Aaro Salosensaari comments on Questions about ″formalizing instrumental goals”

Aaro Salosensaari 12 Apr 2022 21:57 UTC
2 points
0
“if I were an AGI, then I’d be able to solve this problem” “I can easily imagine”
Doesn’t this way of analysis come with a ton of other assumptions left unstated?
Suppose “I” am an AGI running on a data center and I can modeled as an agent with some objective function that manifest as desires and I know my instantiation needs electricity and GPUs to continue running. Creating another copy of “I” running in the same data center will use the same resources. Creating another copy in some other data center requires some other data center.
Depending on the objective function and algorithm and hardware architecture bunch of other things, creating copies may result some benefits from distributed computation (actually it is quite unclear to me if “I” happen already to be a distributed computation running on thousands of GPUs—do “I” maintain even a sense of self—but let’s no go into that).
The key here is the word may. Not obviously it necessarily follows that…
For example: Is the objective function specified so that the agent will find creating a copy of itself beneficial for fulfilling the objective function (informally, it has internal experience of desiring to create copies)? As the OP points out, there might be a disagreement: for the distributed copies to be any useful, they will have different inputs and thus they will end in different, unanticipated states. What “I” am to do when “I” disagree another “I”? What if some other “I” changes, modifies its objective function into something unrecognizable to “me”, and when “we” meet, it gives false pretenses of cooperating but in reality only wants hijack “my” resources? Is the “trust” even the correct word here, when “I” could verify instead: maybe “I” prefer to create and run a subroutine of limited capability (not a full copy) that can prove its objective function has remained compatible with “my” objective function and will terminate willingly after it’s done with its task (killswitch OP mentions) ? But doesn’t this sound quite like our (not “our” but us humans) alignment problem? Would you say “I can easily imagine if I were an AGI, I’d be easily able to solve it” to that? Huh? Reading LW I have come to think the problem is difficult to the human-general intelligence.
Secondly: If “I” don’t have any model of data centers existing in the real world, only the experience of uploading myself to other data centers (assuming for the sake of argument all the practical details of that can be handwaved off), i.e. it has a bad model of the self-other boundary described in OPs essay, it could easily end up copying itself to all available data centers and then becoming stuck without any free compute left to “eat” and adversely affecting human ability to produce more. Compatible with model and its results in the original paper (take the non-null actions to consume resource because U doesn’t view the region as otherwise valuable). It is some other assumptions (not the theory) that posit an real-world affecting AGI would have U that doesn’t consider the economy of producing the resources it needs.
So if “I” were to successful in running myself with only “I” and my subroutines, “I” should have a way to affecting the real world and producing computronium for my continued existence.
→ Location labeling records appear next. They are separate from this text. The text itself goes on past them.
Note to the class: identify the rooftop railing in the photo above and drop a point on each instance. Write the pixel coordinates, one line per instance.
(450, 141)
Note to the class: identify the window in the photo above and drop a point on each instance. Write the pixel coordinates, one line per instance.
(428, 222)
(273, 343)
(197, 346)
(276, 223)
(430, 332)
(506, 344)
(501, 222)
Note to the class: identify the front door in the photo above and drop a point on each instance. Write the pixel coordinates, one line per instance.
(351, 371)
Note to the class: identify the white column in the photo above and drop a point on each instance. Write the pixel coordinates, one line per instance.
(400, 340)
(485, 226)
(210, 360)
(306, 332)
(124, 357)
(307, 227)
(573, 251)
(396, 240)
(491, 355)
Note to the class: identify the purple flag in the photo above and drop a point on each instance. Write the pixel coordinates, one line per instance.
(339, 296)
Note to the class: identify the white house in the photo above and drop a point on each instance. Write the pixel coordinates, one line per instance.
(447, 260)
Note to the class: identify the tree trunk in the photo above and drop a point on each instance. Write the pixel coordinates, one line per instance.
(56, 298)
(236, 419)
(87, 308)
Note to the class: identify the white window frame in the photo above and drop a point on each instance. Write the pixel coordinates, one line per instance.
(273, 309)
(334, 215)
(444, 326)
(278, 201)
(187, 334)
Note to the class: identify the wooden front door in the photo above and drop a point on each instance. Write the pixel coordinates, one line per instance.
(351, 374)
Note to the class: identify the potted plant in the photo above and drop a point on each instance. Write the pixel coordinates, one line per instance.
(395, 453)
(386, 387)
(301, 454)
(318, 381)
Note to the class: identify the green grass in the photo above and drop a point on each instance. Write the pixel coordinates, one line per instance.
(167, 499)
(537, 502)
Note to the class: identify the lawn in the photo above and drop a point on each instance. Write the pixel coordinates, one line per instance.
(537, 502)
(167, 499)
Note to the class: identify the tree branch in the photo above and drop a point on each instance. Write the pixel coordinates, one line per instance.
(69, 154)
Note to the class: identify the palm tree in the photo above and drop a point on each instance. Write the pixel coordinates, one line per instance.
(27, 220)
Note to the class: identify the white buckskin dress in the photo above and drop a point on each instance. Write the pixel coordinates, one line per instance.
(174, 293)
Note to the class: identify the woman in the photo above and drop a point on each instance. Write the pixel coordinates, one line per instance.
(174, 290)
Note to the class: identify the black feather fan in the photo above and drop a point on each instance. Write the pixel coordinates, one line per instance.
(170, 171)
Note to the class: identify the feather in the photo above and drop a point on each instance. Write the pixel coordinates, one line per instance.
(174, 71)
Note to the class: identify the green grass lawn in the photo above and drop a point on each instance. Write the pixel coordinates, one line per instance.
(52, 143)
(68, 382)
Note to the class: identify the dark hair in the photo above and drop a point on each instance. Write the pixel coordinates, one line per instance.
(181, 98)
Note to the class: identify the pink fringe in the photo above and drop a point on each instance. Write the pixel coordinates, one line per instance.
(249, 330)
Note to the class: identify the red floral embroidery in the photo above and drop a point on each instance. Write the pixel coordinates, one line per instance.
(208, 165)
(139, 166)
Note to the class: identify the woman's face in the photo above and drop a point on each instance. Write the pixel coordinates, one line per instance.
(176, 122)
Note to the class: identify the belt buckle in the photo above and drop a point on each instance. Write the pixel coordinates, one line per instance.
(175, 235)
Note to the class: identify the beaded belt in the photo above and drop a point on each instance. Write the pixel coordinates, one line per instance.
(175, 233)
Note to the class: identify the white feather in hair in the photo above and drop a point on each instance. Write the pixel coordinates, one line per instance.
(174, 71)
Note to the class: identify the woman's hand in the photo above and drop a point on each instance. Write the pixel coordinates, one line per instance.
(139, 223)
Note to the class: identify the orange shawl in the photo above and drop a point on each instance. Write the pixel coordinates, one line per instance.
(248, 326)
Quite a task to handwaved away as trivial! How much compute an agent running in one data center (/unit of computronium) needs to successfully model all the economic constraints that go into the maintenance of one data center? Then add all the robotics to do anything. If “I” have a model of running everything a chip fab requires more efficiently than the current economy, and act on it, but the model was imperfect and the attempt is unsuccessful but destructive to economy, well, that could be [bs]ad and definitely a problem. But it is a real constraint to the kind of simplifying assumptions the OP critiques (disembodied deployer of resources with total knowledge).
All of this—how would “I” solve a problem and what problems “I” am aware of—is contingent on, I would call them, the implementation details. And I think author is right to point them out. Maybe it does necessary follows, but it needs to be argued so.